Model parameters of three steps leading to the end-of-therapy model for patients with tuberculosis. TOS= therapy outcome score, TPS = Therapy Progression Score, RF= Random Forest, DS= drug-susceptible, MDR= multidrug-resistant, TB= tuberculosis, GIC= German validation cohort, AUC= area under the curve, TE=Therapy End, GLM = Generalized linear model.
Further validation of this finding was performed by using the patients’ culture conversion status, the drug-resistance status, and the radiographic extent of disease at baseline to re-assure the plausibility of the therapy outcome score. Kruskal-Wallis test showed highly significant differences of the therapy outcome score between outcome groups at baseline in the GICs (p<0.001). MDR- and DS-GIC patients with prolonged times of culture conversion (2-month culture conversion status) also showed higher baseline score values (median: 3.4, IQR: 1.6–5.0) when compared to those with early culture conversion (median: 1.8, IQR: 0.5–3.4, p=0.111). Therapy naïve MDR- and DS-GIC patients experiencing cure had a median score of 0.86 (IQR: - 0.37–2.3) while patients with therapy failure exhibited a median score of 1.3 (IQR: 0.34–4.61) and deceased patients a value of 5.83 (IQR: 5.08–10.04; Figure 4).

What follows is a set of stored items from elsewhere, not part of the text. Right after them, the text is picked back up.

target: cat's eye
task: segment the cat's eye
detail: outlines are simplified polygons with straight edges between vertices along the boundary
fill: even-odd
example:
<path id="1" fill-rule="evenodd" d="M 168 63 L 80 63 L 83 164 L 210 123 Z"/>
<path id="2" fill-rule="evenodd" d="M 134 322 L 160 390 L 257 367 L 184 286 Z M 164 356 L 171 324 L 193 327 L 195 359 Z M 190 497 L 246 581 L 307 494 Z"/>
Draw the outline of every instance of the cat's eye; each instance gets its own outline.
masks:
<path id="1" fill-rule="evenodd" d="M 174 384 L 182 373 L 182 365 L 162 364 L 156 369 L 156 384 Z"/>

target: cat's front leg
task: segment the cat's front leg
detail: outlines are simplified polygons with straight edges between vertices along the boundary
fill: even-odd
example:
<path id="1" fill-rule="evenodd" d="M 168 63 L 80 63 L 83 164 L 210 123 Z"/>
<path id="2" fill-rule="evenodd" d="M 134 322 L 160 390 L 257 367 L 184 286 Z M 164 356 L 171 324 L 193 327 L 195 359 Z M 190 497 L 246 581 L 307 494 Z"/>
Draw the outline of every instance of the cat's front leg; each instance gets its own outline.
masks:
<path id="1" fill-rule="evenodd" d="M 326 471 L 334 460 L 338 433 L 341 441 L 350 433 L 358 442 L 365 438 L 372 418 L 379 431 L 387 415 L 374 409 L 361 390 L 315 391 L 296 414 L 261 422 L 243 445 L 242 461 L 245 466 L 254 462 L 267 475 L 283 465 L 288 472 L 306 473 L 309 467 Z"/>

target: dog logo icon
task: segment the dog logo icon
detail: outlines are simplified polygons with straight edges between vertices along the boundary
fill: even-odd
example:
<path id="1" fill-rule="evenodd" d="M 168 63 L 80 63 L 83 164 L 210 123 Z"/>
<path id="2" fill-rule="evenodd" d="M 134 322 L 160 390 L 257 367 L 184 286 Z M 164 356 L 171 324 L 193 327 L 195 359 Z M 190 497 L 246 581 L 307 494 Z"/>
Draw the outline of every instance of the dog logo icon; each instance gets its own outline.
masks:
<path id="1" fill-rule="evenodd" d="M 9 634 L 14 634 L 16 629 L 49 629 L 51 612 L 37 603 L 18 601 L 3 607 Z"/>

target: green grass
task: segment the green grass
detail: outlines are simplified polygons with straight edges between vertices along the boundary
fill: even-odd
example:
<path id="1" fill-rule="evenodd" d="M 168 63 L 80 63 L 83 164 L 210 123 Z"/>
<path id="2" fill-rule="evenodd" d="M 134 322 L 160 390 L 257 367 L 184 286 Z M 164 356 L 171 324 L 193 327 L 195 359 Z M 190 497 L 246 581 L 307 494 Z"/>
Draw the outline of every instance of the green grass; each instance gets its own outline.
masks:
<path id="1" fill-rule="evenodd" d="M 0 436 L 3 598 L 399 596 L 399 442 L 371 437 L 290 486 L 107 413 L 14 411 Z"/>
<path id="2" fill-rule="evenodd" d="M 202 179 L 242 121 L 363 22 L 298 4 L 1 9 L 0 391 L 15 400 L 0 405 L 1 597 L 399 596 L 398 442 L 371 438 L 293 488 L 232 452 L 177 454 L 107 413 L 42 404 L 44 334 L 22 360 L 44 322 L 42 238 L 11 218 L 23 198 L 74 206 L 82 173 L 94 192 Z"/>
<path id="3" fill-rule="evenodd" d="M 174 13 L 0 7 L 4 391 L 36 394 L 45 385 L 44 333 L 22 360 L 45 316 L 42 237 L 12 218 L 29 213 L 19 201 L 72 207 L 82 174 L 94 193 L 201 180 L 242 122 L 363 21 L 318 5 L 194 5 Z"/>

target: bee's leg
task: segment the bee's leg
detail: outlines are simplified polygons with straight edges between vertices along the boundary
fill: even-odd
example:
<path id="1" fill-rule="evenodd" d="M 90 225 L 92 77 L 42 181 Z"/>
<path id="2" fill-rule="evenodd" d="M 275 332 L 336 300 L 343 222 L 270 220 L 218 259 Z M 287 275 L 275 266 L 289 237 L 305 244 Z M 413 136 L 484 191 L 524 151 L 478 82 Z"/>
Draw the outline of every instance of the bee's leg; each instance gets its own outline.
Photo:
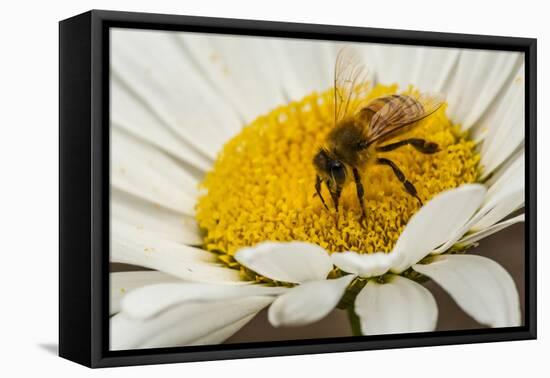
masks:
<path id="1" fill-rule="evenodd" d="M 365 204 L 363 203 L 363 197 L 365 195 L 365 189 L 363 188 L 363 183 L 361 182 L 361 176 L 357 168 L 353 168 L 353 178 L 355 179 L 355 189 L 357 189 L 357 199 L 359 200 L 359 205 L 361 205 L 361 213 L 363 219 L 367 219 L 367 212 L 365 211 Z"/>
<path id="2" fill-rule="evenodd" d="M 399 142 L 376 147 L 376 151 L 388 152 L 406 145 L 413 146 L 418 152 L 422 152 L 423 154 L 434 154 L 439 151 L 439 146 L 437 145 L 437 143 L 428 142 L 427 140 L 419 139 L 419 138 L 404 139 Z"/>
<path id="3" fill-rule="evenodd" d="M 411 196 L 416 198 L 418 202 L 420 202 L 420 206 L 423 205 L 422 200 L 420 199 L 420 197 L 418 197 L 416 188 L 414 187 L 412 182 L 407 180 L 403 171 L 401 171 L 401 169 L 399 169 L 399 167 L 393 161 L 386 158 L 378 158 L 376 159 L 376 162 L 381 165 L 389 165 L 393 170 L 393 173 L 395 174 L 397 179 L 403 183 L 403 186 L 405 187 L 405 190 L 407 191 L 407 193 L 409 193 Z"/>
<path id="4" fill-rule="evenodd" d="M 325 199 L 323 198 L 323 195 L 321 194 L 321 183 L 322 183 L 321 177 L 319 177 L 319 175 L 317 175 L 317 179 L 315 180 L 315 191 L 317 192 L 317 195 L 321 199 L 321 202 L 323 203 L 323 206 L 325 207 L 325 209 L 328 210 L 327 203 L 325 202 Z"/>
<path id="5" fill-rule="evenodd" d="M 336 189 L 334 191 L 330 191 L 330 195 L 332 196 L 332 202 L 334 202 L 334 209 L 336 210 L 336 213 L 338 213 L 338 201 L 340 200 L 340 194 L 342 194 L 342 187 L 336 186 Z"/>

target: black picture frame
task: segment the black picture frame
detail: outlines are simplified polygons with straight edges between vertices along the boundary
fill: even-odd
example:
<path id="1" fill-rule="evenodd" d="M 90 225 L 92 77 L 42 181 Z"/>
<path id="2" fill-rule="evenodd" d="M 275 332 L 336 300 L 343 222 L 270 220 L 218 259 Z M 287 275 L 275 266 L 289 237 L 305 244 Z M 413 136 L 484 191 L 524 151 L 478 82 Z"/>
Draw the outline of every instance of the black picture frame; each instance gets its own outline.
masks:
<path id="1" fill-rule="evenodd" d="M 514 328 L 108 350 L 109 29 L 193 31 L 525 53 L 525 325 Z M 89 367 L 536 338 L 536 39 L 92 10 L 59 23 L 59 355 Z"/>

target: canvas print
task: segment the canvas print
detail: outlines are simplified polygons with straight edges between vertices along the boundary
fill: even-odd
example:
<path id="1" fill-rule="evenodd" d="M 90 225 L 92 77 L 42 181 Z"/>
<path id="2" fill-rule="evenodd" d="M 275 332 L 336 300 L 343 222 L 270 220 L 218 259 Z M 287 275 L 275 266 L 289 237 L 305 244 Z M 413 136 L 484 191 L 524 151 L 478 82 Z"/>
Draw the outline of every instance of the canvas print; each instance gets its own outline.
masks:
<path id="1" fill-rule="evenodd" d="M 524 324 L 519 52 L 110 30 L 111 350 Z"/>

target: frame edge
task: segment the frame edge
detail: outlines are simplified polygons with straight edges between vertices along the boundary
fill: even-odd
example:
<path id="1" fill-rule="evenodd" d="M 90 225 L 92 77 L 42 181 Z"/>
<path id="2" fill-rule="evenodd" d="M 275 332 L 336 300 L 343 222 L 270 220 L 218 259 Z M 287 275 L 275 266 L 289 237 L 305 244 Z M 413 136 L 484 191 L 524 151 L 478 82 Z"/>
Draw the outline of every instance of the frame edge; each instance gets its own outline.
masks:
<path id="1" fill-rule="evenodd" d="M 91 366 L 91 12 L 59 22 L 59 356 Z"/>

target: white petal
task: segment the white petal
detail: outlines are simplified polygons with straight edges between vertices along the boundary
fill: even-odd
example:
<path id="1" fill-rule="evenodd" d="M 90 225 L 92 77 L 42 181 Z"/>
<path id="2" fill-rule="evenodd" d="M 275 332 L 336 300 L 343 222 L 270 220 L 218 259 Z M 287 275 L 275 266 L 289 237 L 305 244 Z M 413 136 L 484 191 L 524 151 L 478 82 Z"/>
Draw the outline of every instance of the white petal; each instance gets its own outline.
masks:
<path id="1" fill-rule="evenodd" d="M 287 39 L 269 42 L 281 71 L 281 83 L 291 100 L 332 87 L 336 59 L 334 43 Z"/>
<path id="2" fill-rule="evenodd" d="M 518 177 L 525 178 L 525 150 L 522 149 L 513 161 L 509 162 L 505 167 L 498 169 L 495 172 L 496 179 L 491 180 L 489 190 L 487 191 L 486 203 L 491 202 L 491 196 L 495 196 L 498 192 L 507 190 L 510 184 Z"/>
<path id="3" fill-rule="evenodd" d="M 159 238 L 187 245 L 202 244 L 202 236 L 194 218 L 155 206 L 120 190 L 111 190 L 111 217 Z"/>
<path id="4" fill-rule="evenodd" d="M 400 90 L 414 85 L 421 91 L 440 92 L 457 63 L 459 50 L 372 45 L 370 56 L 373 57 L 379 83 L 397 83 Z"/>
<path id="5" fill-rule="evenodd" d="M 237 270 L 216 264 L 216 256 L 210 252 L 158 238 L 116 220 L 111 230 L 111 262 L 143 266 L 192 282 L 242 282 Z"/>
<path id="6" fill-rule="evenodd" d="M 518 160 L 520 156 L 523 156 L 523 160 L 525 160 L 525 140 L 521 143 L 517 150 L 512 153 L 511 156 L 509 156 L 499 167 L 497 167 L 497 169 L 493 171 L 490 177 L 485 179 L 485 186 L 490 188 L 504 175 L 509 174 L 510 167 L 520 164 Z"/>
<path id="7" fill-rule="evenodd" d="M 443 89 L 451 119 L 464 130 L 474 125 L 517 70 L 521 58 L 516 52 L 463 50 Z"/>
<path id="8" fill-rule="evenodd" d="M 357 252 L 341 252 L 333 253 L 330 258 L 333 264 L 344 272 L 364 278 L 381 276 L 396 265 L 395 253 L 359 254 Z"/>
<path id="9" fill-rule="evenodd" d="M 488 228 L 485 228 L 481 231 L 477 231 L 471 234 L 468 234 L 467 236 L 460 239 L 457 243 L 461 245 L 470 245 L 473 244 L 481 239 L 486 238 L 489 235 L 492 235 L 496 232 L 499 232 L 501 230 L 504 230 L 506 227 L 510 227 L 511 225 L 514 225 L 519 222 L 525 221 L 525 214 L 518 215 L 517 217 L 505 220 L 500 223 L 496 223 Z"/>
<path id="10" fill-rule="evenodd" d="M 280 327 L 302 326 L 321 320 L 336 307 L 353 278 L 347 275 L 293 287 L 269 307 L 269 322 Z"/>
<path id="11" fill-rule="evenodd" d="M 512 77 L 500 101 L 492 105 L 476 127 L 474 138 L 483 139 L 481 164 L 489 176 L 525 139 L 524 65 Z"/>
<path id="12" fill-rule="evenodd" d="M 194 214 L 198 181 L 166 154 L 113 129 L 111 185 L 167 209 Z"/>
<path id="13" fill-rule="evenodd" d="M 204 80 L 178 33 L 117 29 L 111 49 L 113 76 L 203 155 L 214 159 L 240 129 L 237 114 Z"/>
<path id="14" fill-rule="evenodd" d="M 483 205 L 447 242 L 433 251 L 443 253 L 453 246 L 466 232 L 490 227 L 517 210 L 525 202 L 525 160 L 521 154 L 515 162 L 500 174 L 485 196 Z"/>
<path id="15" fill-rule="evenodd" d="M 177 282 L 178 278 L 156 271 L 115 272 L 109 275 L 111 304 L 109 315 L 120 311 L 120 302 L 130 291 L 161 282 Z"/>
<path id="16" fill-rule="evenodd" d="M 284 104 L 283 76 L 266 38 L 178 35 L 210 84 L 250 122 Z"/>
<path id="17" fill-rule="evenodd" d="M 122 310 L 133 318 L 147 319 L 183 303 L 209 303 L 242 297 L 278 295 L 284 287 L 164 283 L 144 286 L 126 295 Z"/>
<path id="18" fill-rule="evenodd" d="M 471 230 L 483 230 L 521 208 L 525 203 L 525 155 L 521 154 L 487 191 Z"/>
<path id="19" fill-rule="evenodd" d="M 401 273 L 455 235 L 481 205 L 483 185 L 467 184 L 436 195 L 412 216 L 393 249 Z"/>
<path id="20" fill-rule="evenodd" d="M 148 320 L 132 319 L 121 312 L 111 318 L 111 350 L 194 345 L 236 322 L 250 320 L 272 301 L 272 297 L 247 297 L 191 303 Z"/>
<path id="21" fill-rule="evenodd" d="M 165 125 L 116 77 L 111 80 L 111 124 L 203 172 L 212 165 L 210 159 Z"/>
<path id="22" fill-rule="evenodd" d="M 323 280 L 332 270 L 327 251 L 305 242 L 263 242 L 242 248 L 235 260 L 264 277 L 291 283 Z"/>
<path id="23" fill-rule="evenodd" d="M 479 323 L 491 327 L 521 324 L 514 280 L 493 260 L 474 255 L 444 255 L 413 269 L 437 282 Z"/>
<path id="24" fill-rule="evenodd" d="M 418 49 L 418 47 L 413 47 Z M 421 91 L 441 92 L 458 62 L 460 50 L 448 48 L 421 48 L 412 61 L 412 77 L 401 86 L 414 85 Z M 400 65 L 404 67 L 406 65 Z"/>
<path id="25" fill-rule="evenodd" d="M 245 316 L 241 320 L 236 321 L 233 324 L 228 325 L 227 327 L 220 328 L 217 331 L 209 333 L 208 335 L 201 337 L 199 339 L 189 342 L 187 345 L 215 345 L 221 344 L 231 336 L 233 336 L 238 330 L 243 328 L 249 321 L 251 321 L 256 313 L 252 315 Z"/>
<path id="26" fill-rule="evenodd" d="M 363 335 L 433 331 L 437 305 L 428 289 L 401 276 L 385 279 L 370 280 L 355 299 Z"/>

The performance of this outcome score to predict therapy outcome in therapy naïve patients was 0.85 (95% CI 0.78–0.92).
Boxplot graph showing the comparison of logarithmic therapy outcome score (TOS) values in therapy naive drug susceptible and multidrug-resistant tuberculosis patients from the German identification cohorts (GIC) with regard to their therapy outcome (cure, failure, or death according to the TBNET-criteria) (16).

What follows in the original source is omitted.